The Hero Group is an international food company which operates with a clear mission: to delight consumers by conserving the goodness of nature. The company focuses on four main strategic categories: baby and toddler foods, baby and toddler milks, natural spreads and healthy snacks. Hero, under its Nutrition Institute, decided to be part of the RESTRUCTURE project to better understand how food texture relates to eating behaviour, and to integrate the findings to advance the development of natural and healthy products.
The Netherlands Oils & Fats Industry (MVO) represents 95% of the companies in The Netherlands that are active in the production, processing, trade and recycling of vegetable and animal oils and fats. We take part in RESTRUCTURE because we feel it is important to learn more about how changing the structure of products can change eating behaviour in a healthy way.
Royal Cosun is a leading international agricultural cooperative of 8,400 growers. We unlock the full potential of plants in a sustainable way and create smart, plant-based solutions for current and future generations. We create solutions for food, food ingredients, animal feed, biobased products and green energy. By doing so, we can limit climate change and improve lifestyles. We work together with associated supplying growers from Europe, Asia, North and South America and with more than 4,000 employees. The business groups Aviko, Cosun Beet Company, Duynie Group, Sensus and SVZ are part of Cosun.

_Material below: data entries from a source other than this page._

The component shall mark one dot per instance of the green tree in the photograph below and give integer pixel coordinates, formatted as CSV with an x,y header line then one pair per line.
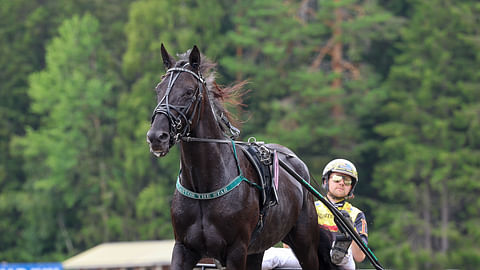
x,y
148,182
430,156
66,197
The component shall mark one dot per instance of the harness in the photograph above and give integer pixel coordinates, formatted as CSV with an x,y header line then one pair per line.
x,y
219,192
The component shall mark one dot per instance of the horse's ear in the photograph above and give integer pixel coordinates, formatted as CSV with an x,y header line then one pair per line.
x,y
168,61
194,58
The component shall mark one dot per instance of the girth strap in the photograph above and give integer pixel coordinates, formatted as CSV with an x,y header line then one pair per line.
x,y
219,192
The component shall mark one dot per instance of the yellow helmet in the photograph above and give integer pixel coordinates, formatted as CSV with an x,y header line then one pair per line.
x,y
341,166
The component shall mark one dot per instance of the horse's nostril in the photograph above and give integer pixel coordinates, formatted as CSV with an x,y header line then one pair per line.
x,y
157,136
163,136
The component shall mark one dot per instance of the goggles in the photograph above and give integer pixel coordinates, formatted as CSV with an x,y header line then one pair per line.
x,y
347,180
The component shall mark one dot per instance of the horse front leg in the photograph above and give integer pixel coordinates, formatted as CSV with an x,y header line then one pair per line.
x,y
237,257
183,258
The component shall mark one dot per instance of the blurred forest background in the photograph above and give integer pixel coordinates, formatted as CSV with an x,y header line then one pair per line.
x,y
392,85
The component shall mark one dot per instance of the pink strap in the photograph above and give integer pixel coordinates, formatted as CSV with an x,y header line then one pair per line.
x,y
275,168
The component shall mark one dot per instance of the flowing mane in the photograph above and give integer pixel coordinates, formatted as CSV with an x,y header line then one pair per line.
x,y
220,205
219,96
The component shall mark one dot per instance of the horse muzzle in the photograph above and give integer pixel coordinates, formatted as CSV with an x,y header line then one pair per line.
x,y
159,142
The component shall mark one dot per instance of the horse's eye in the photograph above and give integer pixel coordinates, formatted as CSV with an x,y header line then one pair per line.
x,y
189,92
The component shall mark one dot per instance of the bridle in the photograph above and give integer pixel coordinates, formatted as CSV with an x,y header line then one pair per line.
x,y
180,123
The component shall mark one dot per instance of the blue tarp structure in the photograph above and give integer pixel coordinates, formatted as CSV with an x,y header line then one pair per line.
x,y
31,266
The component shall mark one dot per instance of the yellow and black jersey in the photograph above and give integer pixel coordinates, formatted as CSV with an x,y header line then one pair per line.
x,y
326,218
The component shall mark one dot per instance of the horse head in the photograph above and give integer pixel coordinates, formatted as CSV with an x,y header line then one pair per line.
x,y
179,98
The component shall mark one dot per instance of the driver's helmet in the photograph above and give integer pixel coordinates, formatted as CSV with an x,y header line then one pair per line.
x,y
341,166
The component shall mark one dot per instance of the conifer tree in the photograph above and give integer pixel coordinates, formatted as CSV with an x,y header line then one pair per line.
x,y
429,162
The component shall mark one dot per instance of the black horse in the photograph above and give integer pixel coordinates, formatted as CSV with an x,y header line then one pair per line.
x,y
216,209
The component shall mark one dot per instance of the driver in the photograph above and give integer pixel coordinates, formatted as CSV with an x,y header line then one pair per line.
x,y
339,179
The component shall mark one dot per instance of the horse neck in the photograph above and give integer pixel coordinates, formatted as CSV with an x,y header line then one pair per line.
x,y
207,166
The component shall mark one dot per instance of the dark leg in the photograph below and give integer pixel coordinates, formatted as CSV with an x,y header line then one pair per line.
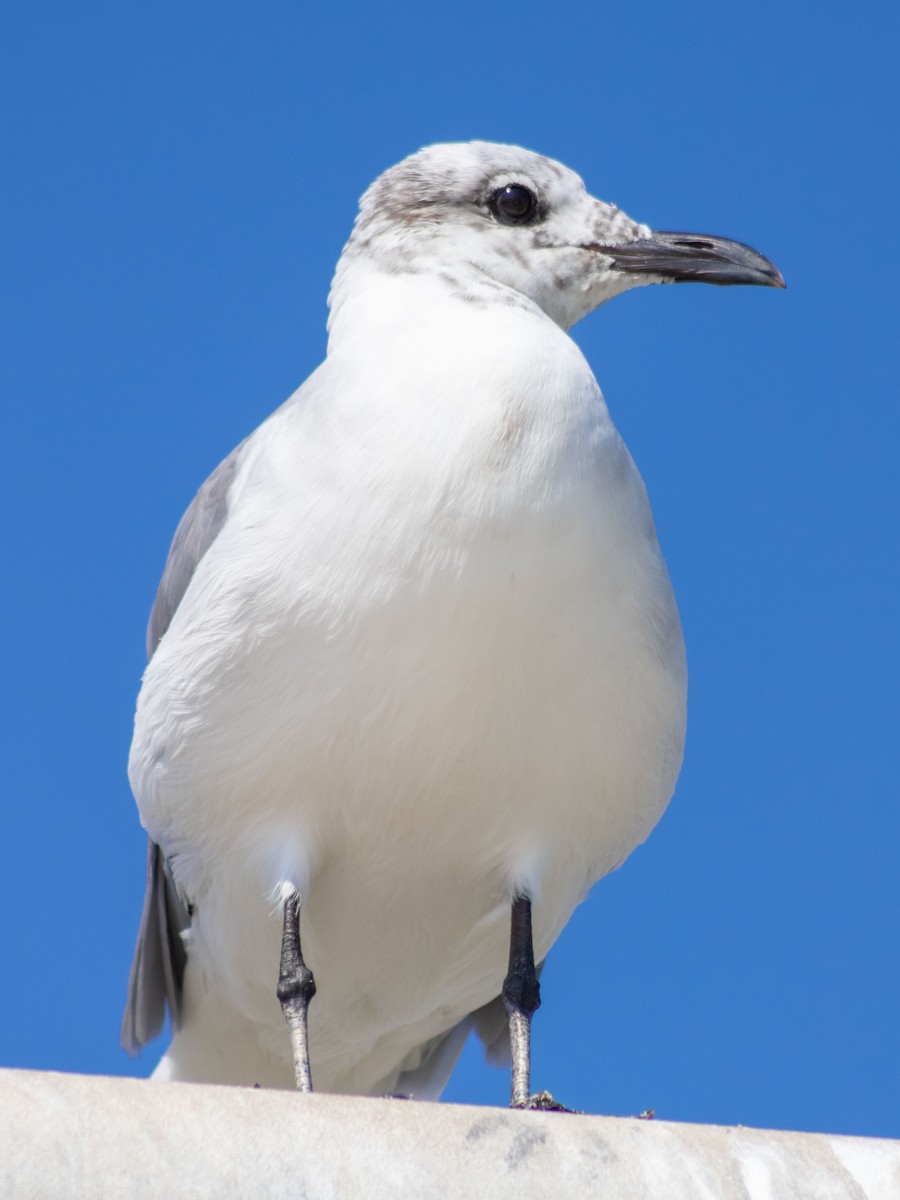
x,y
295,989
522,997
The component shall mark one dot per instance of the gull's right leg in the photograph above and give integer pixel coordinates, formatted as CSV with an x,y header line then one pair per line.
x,y
295,989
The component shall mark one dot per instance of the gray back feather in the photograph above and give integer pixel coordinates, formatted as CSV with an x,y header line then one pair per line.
x,y
197,529
160,957
159,965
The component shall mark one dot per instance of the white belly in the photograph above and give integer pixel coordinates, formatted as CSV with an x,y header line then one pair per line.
x,y
409,737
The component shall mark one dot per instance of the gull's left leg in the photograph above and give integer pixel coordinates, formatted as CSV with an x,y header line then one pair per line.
x,y
522,997
295,989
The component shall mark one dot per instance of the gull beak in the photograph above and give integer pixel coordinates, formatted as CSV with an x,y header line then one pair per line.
x,y
693,258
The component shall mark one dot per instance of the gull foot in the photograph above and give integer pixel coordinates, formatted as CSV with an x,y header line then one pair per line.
x,y
543,1102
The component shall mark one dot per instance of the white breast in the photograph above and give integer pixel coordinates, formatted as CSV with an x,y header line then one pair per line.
x,y
432,658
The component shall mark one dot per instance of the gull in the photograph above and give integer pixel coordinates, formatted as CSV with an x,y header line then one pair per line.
x,y
417,677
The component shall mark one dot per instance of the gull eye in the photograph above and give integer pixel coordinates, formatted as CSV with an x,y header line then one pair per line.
x,y
514,204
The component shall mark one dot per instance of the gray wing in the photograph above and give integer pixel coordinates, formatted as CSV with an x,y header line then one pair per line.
x,y
159,965
157,969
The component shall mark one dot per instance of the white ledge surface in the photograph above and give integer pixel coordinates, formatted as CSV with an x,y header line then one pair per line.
x,y
96,1138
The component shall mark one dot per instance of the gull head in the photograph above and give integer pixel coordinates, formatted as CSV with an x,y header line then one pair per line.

Royal Cosun’s interest in the Restructure project is to see whether the addition of Cosun ingredients (including sugar beet fiber) to food and food ingredients lowers the eating rate and thus the energy intake of consumers. We also want to identify new possibilities and scientific argumentation for developing plant-based food ingredients that improve product quality and consumer health in collaboration with potential food manufacturers.
NZMP, Fonterra’s ingredient brand, has pioneered dairy innovation from as early as 1927. In Europe we produce a range of premium quality whey protein and specialty ingredients that can be used in a range of consumer products from lifestyle, sports, medical to paediatric nutrition. NZMP has joined the RESTRUCTURE project to support our customers in developing the best products for consumers, by creating different textures using our ingredients and providing communication insight
We are a Trade Organisation for all processed foods, and therefore interested in any research study which looks into how the “level of processing” can be a causal factor in obesity. This is why we are funding RESTRUCTURE project, whatever the outcomes.
Cosun Nutrition Center provides science-based information about plant-based food and food ingredients in relation to nutrition, health and sustainability to health professionals. Cosun Nutrition Center is funding the RESTRUCTURE project because we believe that greater understanding is needed about food processing and health-related outcomes.
General Mills is a company that delivers foods that the world loves. As part of our continued support to science-based research we are participating in the RESTRUCTURE project with the intent of increasing our understanding of how food composition affects eating behaviours and incorporating these findings in the development of our products, to help support our consumers in building healthy dietary patterns.